Here's a labeled and boxed example...

 http://www.ebay.com/itm/Dr-McLeans-Strengthening-Cordial-Blood-Purifier-Label-Originsl-Box-/260926502938?pt=LH_DefaultDomain_0&hash=item3cc06e781a


----------



## cyberdigger (Feb 12, 2012)

If I count the bottles currently in my apartment, and realistically estimate the amount of money I spend on bottles, it all works out somehow.. and I come away with a first-rate ejumakashin..


----------



## cyberdigger (Feb 12, 2012)

..I mean: edge a meckayshin


----------



## surfaceone (Feb 12, 2012)

Hey Charlie,

 Quite cordial of you to show this.






"J. H. McLean's "Peace Makers"

 For some reason the profession of gun design and development seems to have been infested with more phonies than any other known vocation. It would be a great injustice to the true craftsmen of the manually operated machine-gun era not to mention in contrast the alleged inventions of Dr. J. H. McLean and his assistant, Myron Coloney. These men invented more mythical weapons, had more publicity, and accomplished less than anyone since Puckle.

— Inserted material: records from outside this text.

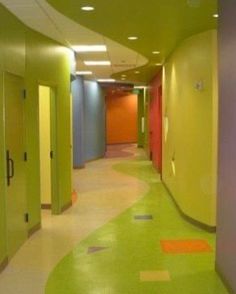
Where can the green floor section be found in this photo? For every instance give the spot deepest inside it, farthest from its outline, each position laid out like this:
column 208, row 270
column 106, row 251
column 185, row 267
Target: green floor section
column 134, row 247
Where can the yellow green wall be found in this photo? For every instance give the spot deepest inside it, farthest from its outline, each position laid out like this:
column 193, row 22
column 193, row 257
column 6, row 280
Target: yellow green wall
column 40, row 61
column 191, row 143
column 45, row 144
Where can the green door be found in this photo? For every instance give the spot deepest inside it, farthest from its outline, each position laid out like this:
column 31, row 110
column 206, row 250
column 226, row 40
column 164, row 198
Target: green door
column 15, row 164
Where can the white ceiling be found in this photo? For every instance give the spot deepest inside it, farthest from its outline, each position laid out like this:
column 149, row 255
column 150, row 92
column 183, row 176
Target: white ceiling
column 40, row 16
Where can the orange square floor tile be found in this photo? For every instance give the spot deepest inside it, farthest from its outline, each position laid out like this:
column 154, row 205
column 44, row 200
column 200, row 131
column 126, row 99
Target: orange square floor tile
column 185, row 246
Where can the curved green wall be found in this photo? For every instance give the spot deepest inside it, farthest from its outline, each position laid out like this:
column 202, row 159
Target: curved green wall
column 190, row 106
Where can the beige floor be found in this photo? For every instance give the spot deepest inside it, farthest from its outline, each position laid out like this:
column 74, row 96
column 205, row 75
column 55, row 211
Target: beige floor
column 102, row 194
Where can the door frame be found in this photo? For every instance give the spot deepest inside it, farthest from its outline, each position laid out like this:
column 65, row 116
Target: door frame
column 25, row 215
column 55, row 200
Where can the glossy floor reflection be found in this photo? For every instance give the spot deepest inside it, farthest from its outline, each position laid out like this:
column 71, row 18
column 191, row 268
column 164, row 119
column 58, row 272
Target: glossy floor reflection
column 102, row 194
column 132, row 258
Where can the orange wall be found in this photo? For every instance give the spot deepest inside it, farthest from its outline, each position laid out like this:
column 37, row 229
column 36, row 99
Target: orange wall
column 121, row 118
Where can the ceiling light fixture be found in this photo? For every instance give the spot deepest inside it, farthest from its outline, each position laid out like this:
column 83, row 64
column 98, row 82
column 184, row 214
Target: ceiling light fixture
column 95, row 63
column 84, row 73
column 133, row 38
column 89, row 48
column 87, row 8
column 106, row 80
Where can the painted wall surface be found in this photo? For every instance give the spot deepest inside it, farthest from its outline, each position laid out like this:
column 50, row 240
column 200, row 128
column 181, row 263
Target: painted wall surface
column 141, row 118
column 78, row 122
column 121, row 118
column 94, row 120
column 190, row 111
column 146, row 121
column 45, row 144
column 40, row 60
column 155, row 124
column 226, row 220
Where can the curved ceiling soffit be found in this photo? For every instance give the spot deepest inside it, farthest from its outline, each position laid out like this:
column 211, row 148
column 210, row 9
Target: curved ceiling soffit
column 160, row 25
column 42, row 17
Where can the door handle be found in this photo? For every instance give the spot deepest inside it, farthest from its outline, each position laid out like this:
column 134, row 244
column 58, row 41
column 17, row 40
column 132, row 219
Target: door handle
column 10, row 168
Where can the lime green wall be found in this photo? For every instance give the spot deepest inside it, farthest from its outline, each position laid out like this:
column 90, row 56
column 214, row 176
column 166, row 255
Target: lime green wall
column 190, row 147
column 45, row 144
column 39, row 60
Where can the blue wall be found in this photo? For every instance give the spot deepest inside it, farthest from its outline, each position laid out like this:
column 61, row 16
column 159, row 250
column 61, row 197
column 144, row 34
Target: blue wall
column 94, row 118
column 88, row 121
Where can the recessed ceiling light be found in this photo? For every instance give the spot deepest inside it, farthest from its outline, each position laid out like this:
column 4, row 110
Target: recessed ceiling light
column 89, row 48
column 87, row 8
column 84, row 73
column 106, row 80
column 133, row 38
column 103, row 62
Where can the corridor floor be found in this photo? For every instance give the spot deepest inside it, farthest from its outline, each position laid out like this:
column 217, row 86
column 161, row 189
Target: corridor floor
column 122, row 236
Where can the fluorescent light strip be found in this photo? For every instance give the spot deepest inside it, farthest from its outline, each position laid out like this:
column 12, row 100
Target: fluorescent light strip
column 106, row 80
column 87, row 8
column 95, row 63
column 132, row 38
column 89, row 48
column 84, row 73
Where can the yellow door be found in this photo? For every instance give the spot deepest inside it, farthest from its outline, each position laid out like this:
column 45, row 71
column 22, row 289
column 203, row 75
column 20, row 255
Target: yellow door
column 15, row 163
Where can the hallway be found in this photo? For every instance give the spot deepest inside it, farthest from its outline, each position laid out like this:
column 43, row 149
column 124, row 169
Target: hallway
column 114, row 239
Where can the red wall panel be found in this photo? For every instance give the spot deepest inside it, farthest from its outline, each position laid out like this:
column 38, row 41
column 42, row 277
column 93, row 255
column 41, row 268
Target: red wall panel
column 121, row 118
column 155, row 117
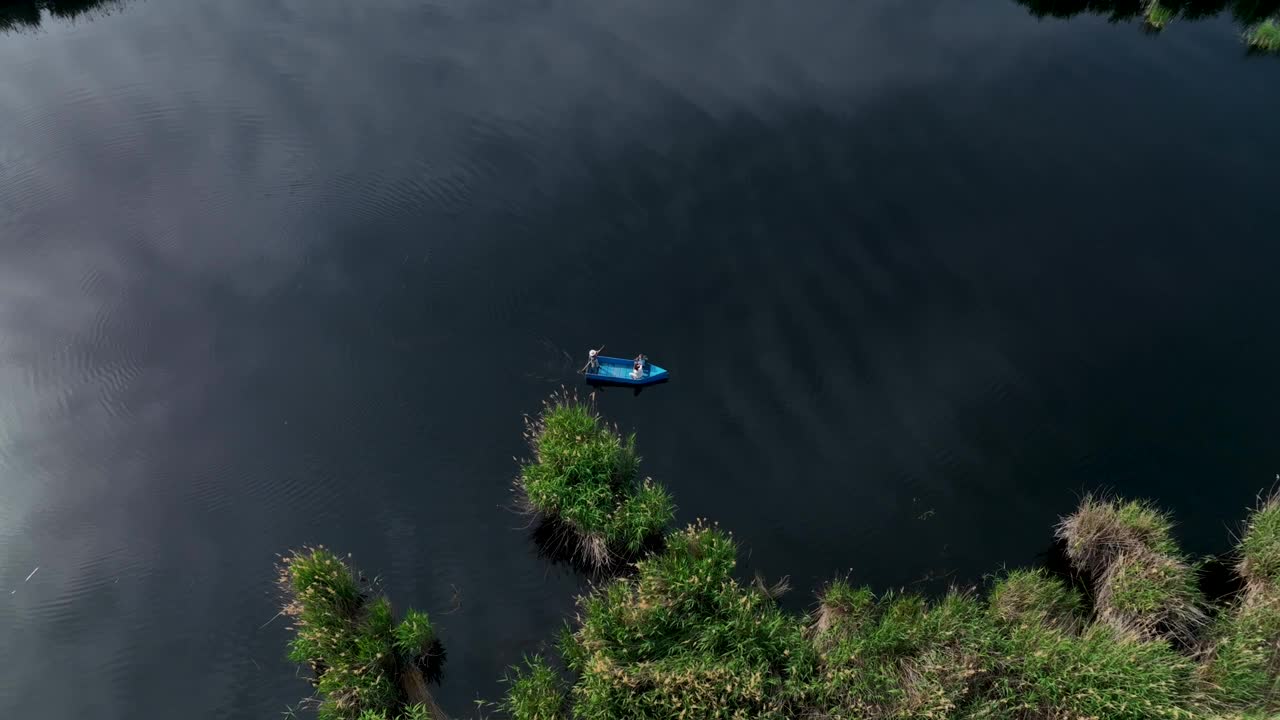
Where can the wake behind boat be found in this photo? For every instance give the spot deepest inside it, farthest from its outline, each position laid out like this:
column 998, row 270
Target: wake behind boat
column 620, row 370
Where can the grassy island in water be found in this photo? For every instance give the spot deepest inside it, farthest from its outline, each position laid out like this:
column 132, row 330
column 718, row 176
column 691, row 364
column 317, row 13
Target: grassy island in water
column 673, row 633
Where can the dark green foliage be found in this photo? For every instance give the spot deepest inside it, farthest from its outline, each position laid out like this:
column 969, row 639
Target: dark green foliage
column 535, row 693
column 585, row 475
column 352, row 645
column 897, row 657
column 16, row 14
column 684, row 638
column 1142, row 583
column 1032, row 597
column 1243, row 662
column 414, row 634
column 1258, row 16
column 1046, row 673
column 1260, row 548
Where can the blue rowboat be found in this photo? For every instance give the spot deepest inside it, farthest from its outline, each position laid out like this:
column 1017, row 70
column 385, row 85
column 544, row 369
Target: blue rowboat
column 618, row 370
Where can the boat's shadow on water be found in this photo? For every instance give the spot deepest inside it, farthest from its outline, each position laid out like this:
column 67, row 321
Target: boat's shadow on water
column 600, row 386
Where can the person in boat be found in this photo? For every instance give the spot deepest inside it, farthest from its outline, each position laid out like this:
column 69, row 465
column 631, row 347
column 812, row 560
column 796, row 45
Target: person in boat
column 638, row 369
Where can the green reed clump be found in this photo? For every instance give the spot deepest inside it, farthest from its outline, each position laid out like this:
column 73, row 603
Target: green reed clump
column 584, row 474
column 897, row 657
column 684, row 638
column 1032, row 597
column 352, row 645
column 535, row 692
column 1265, row 36
column 1159, row 14
column 1043, row 671
column 1142, row 583
column 1243, row 661
column 1260, row 547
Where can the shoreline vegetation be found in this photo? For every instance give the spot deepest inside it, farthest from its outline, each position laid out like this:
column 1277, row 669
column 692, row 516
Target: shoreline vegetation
column 1260, row 18
column 675, row 633
column 30, row 14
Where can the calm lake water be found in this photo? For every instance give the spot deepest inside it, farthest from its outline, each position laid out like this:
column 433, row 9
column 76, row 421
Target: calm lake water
column 291, row 272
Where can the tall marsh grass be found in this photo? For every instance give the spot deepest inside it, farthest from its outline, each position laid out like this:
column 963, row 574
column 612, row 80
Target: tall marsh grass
column 585, row 477
column 365, row 665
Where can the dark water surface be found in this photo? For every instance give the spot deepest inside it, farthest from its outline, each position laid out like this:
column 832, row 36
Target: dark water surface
column 291, row 272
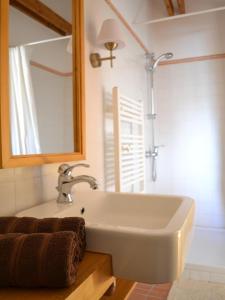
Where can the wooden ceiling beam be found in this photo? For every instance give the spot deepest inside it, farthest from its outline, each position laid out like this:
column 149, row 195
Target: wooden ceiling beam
column 181, row 6
column 43, row 14
column 169, row 7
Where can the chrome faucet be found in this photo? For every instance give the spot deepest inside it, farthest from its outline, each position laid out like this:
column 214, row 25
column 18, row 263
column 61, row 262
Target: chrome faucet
column 66, row 181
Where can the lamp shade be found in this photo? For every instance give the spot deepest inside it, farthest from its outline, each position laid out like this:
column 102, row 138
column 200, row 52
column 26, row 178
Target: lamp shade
column 110, row 32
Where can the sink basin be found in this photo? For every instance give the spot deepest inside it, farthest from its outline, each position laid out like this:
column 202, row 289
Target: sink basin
column 147, row 235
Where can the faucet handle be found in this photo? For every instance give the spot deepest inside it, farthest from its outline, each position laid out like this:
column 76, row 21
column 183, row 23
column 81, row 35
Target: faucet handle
column 66, row 169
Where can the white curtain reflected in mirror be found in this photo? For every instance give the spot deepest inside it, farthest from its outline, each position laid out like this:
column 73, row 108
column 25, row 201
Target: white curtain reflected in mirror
column 41, row 84
column 24, row 126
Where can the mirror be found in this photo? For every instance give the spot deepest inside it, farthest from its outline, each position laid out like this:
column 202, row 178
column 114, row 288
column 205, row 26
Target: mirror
column 45, row 80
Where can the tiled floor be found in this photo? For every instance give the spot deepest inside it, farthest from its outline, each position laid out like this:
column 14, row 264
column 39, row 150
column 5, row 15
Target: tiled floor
column 144, row 291
column 184, row 289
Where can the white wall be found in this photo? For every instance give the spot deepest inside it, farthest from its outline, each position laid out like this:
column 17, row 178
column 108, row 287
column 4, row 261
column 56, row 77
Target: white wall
column 24, row 187
column 190, row 108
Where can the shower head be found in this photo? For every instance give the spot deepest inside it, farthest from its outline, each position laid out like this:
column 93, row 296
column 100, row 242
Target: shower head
column 156, row 61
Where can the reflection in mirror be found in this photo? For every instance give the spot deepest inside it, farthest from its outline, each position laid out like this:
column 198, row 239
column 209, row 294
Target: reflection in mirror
column 41, row 94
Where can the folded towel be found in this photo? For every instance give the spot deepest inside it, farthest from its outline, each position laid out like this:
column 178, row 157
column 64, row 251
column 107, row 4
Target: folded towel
column 38, row 259
column 33, row 225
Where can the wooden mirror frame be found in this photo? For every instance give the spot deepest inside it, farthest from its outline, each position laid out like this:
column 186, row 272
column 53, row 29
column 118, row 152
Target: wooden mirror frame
column 7, row 160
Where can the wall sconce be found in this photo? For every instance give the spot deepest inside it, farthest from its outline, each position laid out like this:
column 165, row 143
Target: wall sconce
column 110, row 38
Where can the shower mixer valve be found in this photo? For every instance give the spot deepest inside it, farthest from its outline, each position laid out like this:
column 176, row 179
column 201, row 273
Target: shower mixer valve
column 153, row 153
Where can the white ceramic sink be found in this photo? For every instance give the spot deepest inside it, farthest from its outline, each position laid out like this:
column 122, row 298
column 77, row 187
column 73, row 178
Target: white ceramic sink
column 147, row 235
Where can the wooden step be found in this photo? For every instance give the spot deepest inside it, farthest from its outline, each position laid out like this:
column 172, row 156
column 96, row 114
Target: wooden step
column 123, row 289
column 93, row 279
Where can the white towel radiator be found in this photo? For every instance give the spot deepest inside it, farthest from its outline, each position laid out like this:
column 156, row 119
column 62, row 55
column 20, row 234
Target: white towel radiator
column 129, row 148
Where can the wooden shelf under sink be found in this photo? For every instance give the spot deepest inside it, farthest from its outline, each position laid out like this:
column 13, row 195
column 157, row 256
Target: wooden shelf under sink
column 94, row 279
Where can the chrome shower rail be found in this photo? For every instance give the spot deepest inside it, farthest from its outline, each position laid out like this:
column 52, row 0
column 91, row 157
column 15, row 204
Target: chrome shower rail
column 153, row 151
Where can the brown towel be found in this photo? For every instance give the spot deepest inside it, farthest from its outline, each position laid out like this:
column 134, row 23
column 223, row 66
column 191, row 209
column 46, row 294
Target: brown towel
column 33, row 225
column 38, row 259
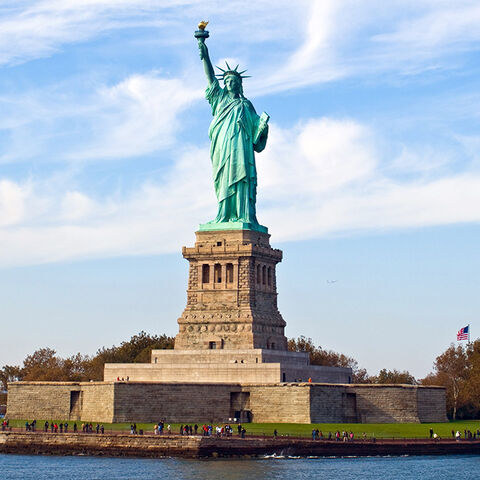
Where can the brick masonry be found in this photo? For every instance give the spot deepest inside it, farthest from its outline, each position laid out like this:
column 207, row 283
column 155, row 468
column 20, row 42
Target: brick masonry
column 202, row 402
column 230, row 359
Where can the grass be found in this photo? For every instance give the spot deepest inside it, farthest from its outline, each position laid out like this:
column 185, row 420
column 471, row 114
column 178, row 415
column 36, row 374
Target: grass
column 378, row 430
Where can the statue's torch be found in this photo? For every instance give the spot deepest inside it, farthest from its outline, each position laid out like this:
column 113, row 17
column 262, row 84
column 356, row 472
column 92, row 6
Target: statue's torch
column 201, row 34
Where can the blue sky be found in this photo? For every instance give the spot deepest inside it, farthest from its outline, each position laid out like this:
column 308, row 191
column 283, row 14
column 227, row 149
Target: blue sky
column 371, row 175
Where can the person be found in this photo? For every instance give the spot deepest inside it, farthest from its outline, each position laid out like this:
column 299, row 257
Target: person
column 236, row 132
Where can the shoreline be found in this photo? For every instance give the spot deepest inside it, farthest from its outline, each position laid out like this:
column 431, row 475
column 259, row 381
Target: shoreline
column 191, row 446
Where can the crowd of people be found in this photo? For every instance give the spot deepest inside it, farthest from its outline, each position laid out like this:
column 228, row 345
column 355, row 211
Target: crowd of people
column 338, row 436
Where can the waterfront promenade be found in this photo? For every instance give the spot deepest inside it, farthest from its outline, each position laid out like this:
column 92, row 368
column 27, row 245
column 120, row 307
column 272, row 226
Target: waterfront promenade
column 149, row 445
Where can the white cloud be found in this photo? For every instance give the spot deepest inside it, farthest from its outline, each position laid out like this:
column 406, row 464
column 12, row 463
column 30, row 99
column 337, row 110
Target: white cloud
column 134, row 117
column 137, row 116
column 321, row 177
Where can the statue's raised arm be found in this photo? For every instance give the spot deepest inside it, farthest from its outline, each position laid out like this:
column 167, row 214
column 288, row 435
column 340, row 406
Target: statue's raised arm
column 201, row 35
column 236, row 132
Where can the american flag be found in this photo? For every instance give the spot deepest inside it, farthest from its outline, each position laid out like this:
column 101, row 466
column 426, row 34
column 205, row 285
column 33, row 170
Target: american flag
column 463, row 333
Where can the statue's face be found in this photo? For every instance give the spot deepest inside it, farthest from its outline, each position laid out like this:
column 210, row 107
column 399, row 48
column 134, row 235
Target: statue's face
column 233, row 84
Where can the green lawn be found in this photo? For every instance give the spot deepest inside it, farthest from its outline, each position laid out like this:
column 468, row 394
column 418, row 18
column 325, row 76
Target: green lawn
column 379, row 430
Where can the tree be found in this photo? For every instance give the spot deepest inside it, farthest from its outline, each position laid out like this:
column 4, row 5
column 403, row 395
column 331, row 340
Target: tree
column 10, row 373
column 43, row 364
column 394, row 377
column 451, row 371
column 319, row 356
column 137, row 350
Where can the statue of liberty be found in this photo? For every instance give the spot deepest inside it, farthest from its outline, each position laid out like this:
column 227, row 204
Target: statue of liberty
column 236, row 132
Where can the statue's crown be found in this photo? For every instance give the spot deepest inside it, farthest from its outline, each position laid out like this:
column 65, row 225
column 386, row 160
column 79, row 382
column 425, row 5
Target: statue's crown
column 231, row 71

 McLean was born in Scotland in 1829, and a few months later his father emigrated to Nova Scotia. At the age of 13 the boy left home and followed the frontier west as far as St. Louis, where he attended a medical college. He decided, at this time, to concoct a preparation known as a "strengthening cordial" which, according to advertisements, would cure just about anything from pink eye to paralysis. The returns from his patent-medicine sales, which were practically all profit, soon made McLean immensely wealthy. At this point he entered the gun-development field. This sudden change in professions was no doubt due to a chance meeting with Myron Coloney of New Haven, Conn., a self-confessed inventor of great renown.


 This pair set out upon a mission, the scope and ambition of which the world has never known; they patented impregnable forts, unsinkable ships, repeating cannon, gun-launched torpedoes, repeating pistols, rifles, and machine guns of all descriptions. The best insight into the aims of McLean and Coloney can be obtained by quoting from a 200-page brochure advertising their world-shaking ordnance designs and extolling the inventors. The pamphlet, entitled Imperial Edict, was written by the promoters themselves, but was phrased stiltedly in the third person.

 "Dr. J. H. McLean's Strengthening Cordial and Blood Purifier, with his other prepared medicines, can now be found in drug stores in nearly every village, hamlet and home in the Western and Southern States--in fact, in many places in Europe as well as the United States-accessible to the poor as well as the rich. That humane mission fully accomplished, that great life work carried out, one might think would be sufficient; but the Doctor's great heart burned to go on--go on to do more for his fellow men. Hearing of the killing and slaughter of the brave soldiers in Europe and Asia at the will of their rulers, he resolved to develop such terribly destructive weapons of war, arms, torpedoes, and fortresses, and such perfect defenses, as would compel all nations to keep peace towards each other.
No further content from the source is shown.